Washington (The Inside Palestine)- About half of Democrats want the U.S. to do more to support the Palestinians, a new poll on U.S. approach toward ‘Israel’ and Palestinians revealed.
The poll from The Associated Press-NORC Center for Public Affairs Research finds differences within both the Democratic and the Republican parties on the U.S. approach toward ‘Israel’ and the Palestinians, with liberal Democrats wanting more support for the Palestinians and conservative Republicans seeking even greater support for the Israelis.
The survey also examined Americans’ opinions on the Biden administration’s handling of the Israel-Palestinian conflict.
The survey was conducted about three weeks into a cease-fire following Israel’s 11-day aggression on the Gaza Strip last month, in which at least 254 Palestinians were killed.
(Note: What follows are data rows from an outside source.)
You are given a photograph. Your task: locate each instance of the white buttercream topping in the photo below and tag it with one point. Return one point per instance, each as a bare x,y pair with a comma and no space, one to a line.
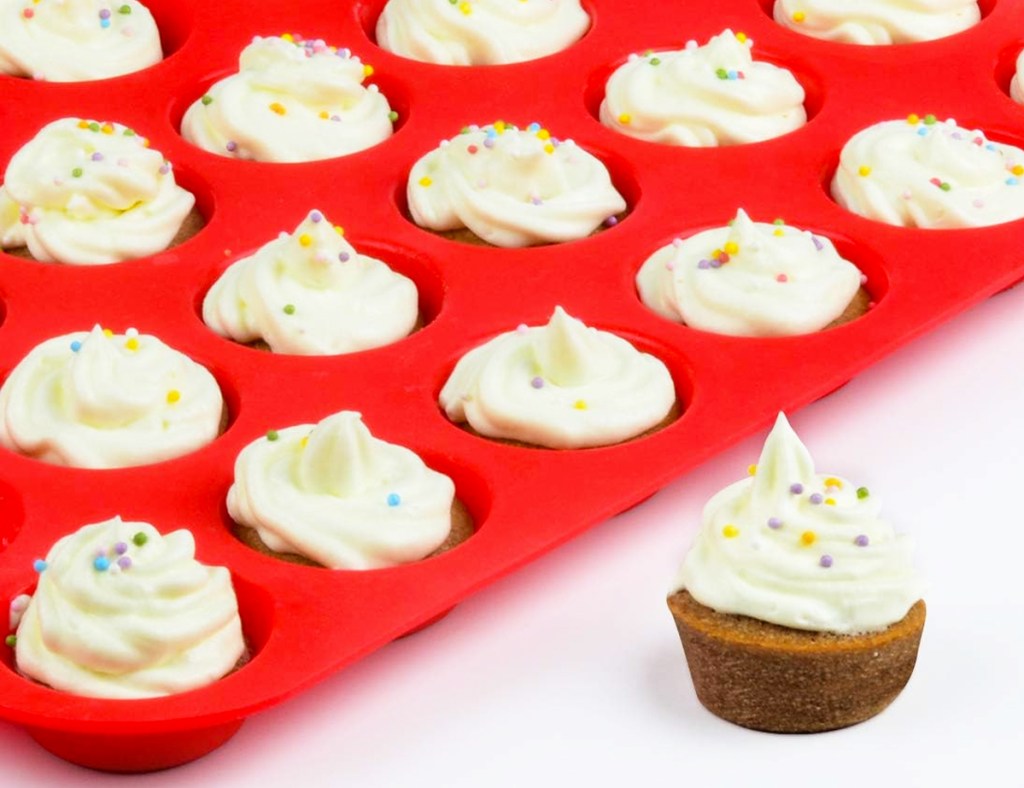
312,294
76,40
923,173
339,496
290,101
715,94
90,192
750,279
479,32
92,400
878,22
122,611
799,549
512,187
561,386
Thirty-nine percent of Democrat voters said they thought the US was giving too much support to the occupation state of ‘Israel’.
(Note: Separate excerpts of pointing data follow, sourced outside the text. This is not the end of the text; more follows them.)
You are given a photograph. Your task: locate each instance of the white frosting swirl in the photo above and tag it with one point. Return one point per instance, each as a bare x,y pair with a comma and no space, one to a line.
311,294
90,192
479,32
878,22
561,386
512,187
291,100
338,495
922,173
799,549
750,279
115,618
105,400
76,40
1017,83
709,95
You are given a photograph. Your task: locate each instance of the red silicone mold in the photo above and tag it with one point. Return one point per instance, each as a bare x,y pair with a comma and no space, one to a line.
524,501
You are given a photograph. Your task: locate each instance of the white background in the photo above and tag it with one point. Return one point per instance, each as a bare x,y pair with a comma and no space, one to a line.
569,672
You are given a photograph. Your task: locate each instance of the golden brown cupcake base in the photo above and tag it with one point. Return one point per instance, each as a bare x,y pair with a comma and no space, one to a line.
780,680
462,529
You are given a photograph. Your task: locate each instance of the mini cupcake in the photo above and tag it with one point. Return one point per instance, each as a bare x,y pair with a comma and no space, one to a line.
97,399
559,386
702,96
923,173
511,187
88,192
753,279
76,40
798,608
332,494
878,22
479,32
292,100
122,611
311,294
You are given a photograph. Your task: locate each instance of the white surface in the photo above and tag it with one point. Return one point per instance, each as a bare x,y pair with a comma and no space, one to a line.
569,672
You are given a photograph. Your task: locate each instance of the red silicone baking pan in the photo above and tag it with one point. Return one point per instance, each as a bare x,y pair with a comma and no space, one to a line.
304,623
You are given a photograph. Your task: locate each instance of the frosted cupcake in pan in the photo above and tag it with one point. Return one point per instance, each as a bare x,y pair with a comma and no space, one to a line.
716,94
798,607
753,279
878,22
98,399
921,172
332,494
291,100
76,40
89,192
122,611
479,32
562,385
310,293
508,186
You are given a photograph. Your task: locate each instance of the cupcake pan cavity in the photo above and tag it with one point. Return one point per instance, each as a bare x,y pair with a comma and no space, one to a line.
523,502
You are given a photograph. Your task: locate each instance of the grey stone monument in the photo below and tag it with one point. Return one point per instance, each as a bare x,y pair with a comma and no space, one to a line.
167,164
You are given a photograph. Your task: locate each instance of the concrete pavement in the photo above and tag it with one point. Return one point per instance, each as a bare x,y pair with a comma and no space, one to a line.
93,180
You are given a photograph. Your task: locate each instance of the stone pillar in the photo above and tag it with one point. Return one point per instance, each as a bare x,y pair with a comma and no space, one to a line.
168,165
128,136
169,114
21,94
Fifty-one percent of Democrat voters, including 62 percent who identify as liberal, said they want the United States to do more to support Palestinians.
The overall majority, 56 percent, disapproved of the way in which President Joe Biden handled the situation regarding the 11-day aggression.
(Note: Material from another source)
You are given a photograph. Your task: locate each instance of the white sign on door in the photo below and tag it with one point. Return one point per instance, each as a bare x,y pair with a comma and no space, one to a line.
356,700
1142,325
“I started paying a lot more attention,” Paul Spelce, a Democratic-leaning independent voter and supporter of Palestinian statehood, told the AP.
“I don’t think Biden’s word was that strong,” Spelce said.
“And I don’t think, you know, this administration… can actually do anything [regarding the conflict].”
The poll also shows just 19 percent of Americans think Washington should play a major role in finding a solution to the conflict, while 50 percent say it should play a minor role and 28 percent say it should play no role.
Democrat and Republican voters are largely in agreement on the size of the US role.
A majority of Americans, 57 percent, say they think there is a way for Israel and an independent Palestinian state to coexist peacefully, compared with 39 percent who say there is not.
About two-thirds of Democrats and half of Republicans also agree there is a way for two such states to coexist.